Die Jungstörche der Großsteinhauser Mühle waren schon beringt – zur rechten Zeit. Denn eine Beringung darf nicht mehr erfolgen, wenn Jungvögel zwar noch nicht flugfähig sind, aber schon den Fluchtreflex haben. Dann droht ihnen bei einer Störung der Absturz mit Todesfolge. Daher steigt der Beringer nur zu jenen Nestern, in die die Störche sich noch ducken, um sich totzustellen. Sie empfinden allein den menschlichen Schatten schon als Gefahr.

Beinringe haben auch schon einige Jungvögel am Kirschbacherhof, bei Mauschbach und auf dem Hitscherhof. Baumnester sind für diese Forschungszwecke kaum zu erreichen.

Viele Jungvögel werden dieses Jahr überhaupt nicht beringt. Die Eiablage und der Bruterfolg zahlreicher Störche haben eine so große zeitliche Streuung, dass es schwer ist, überall den richtigen Zeitpunkt zu treffen. Die ehrenamtlichen Helfer stoßen zudem an ihre Grenzen, wenn die Störche so zahlreich und stark unterschiedlich entwickelt sind.

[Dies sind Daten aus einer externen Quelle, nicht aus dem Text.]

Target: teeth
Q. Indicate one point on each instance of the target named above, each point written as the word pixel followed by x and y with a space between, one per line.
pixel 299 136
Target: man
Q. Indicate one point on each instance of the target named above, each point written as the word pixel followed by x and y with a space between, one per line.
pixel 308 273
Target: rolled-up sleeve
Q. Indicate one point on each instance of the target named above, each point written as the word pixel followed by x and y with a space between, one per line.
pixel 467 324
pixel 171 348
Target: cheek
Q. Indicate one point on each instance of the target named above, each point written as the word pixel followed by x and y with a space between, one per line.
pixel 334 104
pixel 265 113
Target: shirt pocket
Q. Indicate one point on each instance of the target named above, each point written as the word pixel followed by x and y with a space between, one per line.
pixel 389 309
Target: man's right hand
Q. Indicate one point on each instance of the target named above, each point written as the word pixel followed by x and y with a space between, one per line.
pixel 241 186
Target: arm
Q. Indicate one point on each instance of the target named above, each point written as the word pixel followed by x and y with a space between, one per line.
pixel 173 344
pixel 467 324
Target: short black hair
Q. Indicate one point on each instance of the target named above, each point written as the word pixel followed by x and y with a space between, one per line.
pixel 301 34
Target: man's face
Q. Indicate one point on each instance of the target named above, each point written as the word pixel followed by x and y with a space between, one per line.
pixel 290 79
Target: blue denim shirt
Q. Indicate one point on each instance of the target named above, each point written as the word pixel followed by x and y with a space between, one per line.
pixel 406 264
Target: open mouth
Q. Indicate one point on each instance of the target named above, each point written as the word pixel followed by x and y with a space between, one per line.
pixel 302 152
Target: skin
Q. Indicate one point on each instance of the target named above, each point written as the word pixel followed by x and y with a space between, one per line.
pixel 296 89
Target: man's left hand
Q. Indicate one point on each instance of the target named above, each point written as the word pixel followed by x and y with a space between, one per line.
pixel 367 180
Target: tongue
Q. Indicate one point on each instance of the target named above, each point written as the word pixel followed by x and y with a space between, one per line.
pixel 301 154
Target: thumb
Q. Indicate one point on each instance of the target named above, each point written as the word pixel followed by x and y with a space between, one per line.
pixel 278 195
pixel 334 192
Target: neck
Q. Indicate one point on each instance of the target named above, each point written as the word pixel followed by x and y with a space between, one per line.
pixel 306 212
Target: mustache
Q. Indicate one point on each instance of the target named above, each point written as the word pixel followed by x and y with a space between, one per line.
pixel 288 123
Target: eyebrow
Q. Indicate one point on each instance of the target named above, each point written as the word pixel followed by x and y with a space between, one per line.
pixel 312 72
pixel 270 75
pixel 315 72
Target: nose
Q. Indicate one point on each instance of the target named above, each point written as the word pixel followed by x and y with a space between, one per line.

Auf der Kirschbacher Mühle findet es der Anwohner Bruno Schenzinger unfassbar, dass jetzt so viele Störche die Bäume am Straßenrand und zum Bachlauf bewohnen. Er und seine Frau sind vom Treiben um die Mühle begeistert. Über Jahre gab es nur ein Nest im Garten auf einer Nisthilfe. Jetzt gibt es fast 20 bewohnte Nester.

Erstes Storchenglück vor 19 Jahren

In Rheinland-Pfalz war der Weißstorch von 1974 bis 1996 völlig ausgestorben. Bei Dieter Götz auf dem Kirschbacherhof gab es 2004 die ersten Jungstörche im Hornbachtal. Einem dieser ersten jungen Ringstörche ist Toni Hüther aus Reifenberg 2008 in Cham in der Oberpfalz begegnet. Auf dem Dachfirst des „Straubinger Turmes“ hatte er Nachwuchs, als der Reifenberger Naturfreund dort im Urlaub war. Schon 2007 hatte die bayerische Horstbetreuerin den Zweibrücker Einwanderer nach einer erfolgreichen Brut erkannt.

Mithilfe von Dieter Götz haben die Storchenpioniere vom Naturschutzbund Deutschland (Nabu), Hans Göppel und Peter Spieler, 2005 in ihrem Feuchtgebiet bei Mauschbach einen Nestmast aufgestellt. Den Eichenstamm hatte Götz gestiftet; ein Mitarbeiter stellte ihn auf. Schon 2006 war der Horst bewohnt. Nur zwei der drei Jungvögel überlebten. Die Naturschutzjugend taufte sie „Klapperfine“ und „Klapperfix“.